How does the diameter of an open ended tube affect the frequency? I measured (using a software) the fundamental frequency produced in an open ended tube of different lengths. Does the diameter of an open ended (both ends) tube affect the fundamental frequency?
 A: 
The formula you derive for the resonance frequency of an organ pipe won't have a radius variable in the formula. The resonance frequency depends only on the length of the organ pipe. Theoretically, it is correct. 
For practical purposes, this is strictly not true. The frequency measured always tends to be lower than what you theoretically calculate. The pipe appears to be acoustically somewhat longer than its physical length. The increase in length depends on the radius of the pipe.
To account for that, additional corrective length (approximate) is added in the formula.
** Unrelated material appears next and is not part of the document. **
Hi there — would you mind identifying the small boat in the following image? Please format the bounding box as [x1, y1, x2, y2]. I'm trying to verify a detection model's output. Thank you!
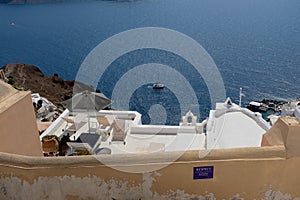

$$\Delta L_{closed-pipe} = 0.6r = 0.3D$$
$$\Delta L_{open-pipe} = 1.2r = 0.6D$$
The cause of this increase in length is:

A theoretical basis for computation of the end correction is the
  radiation acoustic impedance of a circular piston. This impedance
  represents the ratio of acoustic pressure at the piston, divided by
  the flow rate induced by it. The air speed is typically assumed to be
  uniform across the tube end. This is a good approximation, but not
  exactly true in reality, since air viscosity reduces the flow rate in
  the boundary layer very close to the tube surface. Thus, air column
  inside the tube is loaded by the external fluid due to sound energy
  radiation. This requires an additional length to be added to the
  regular length for calculating the natural frequency of the pipe
  system.
  Source: https://en.wikipedia.org/wiki/End_correction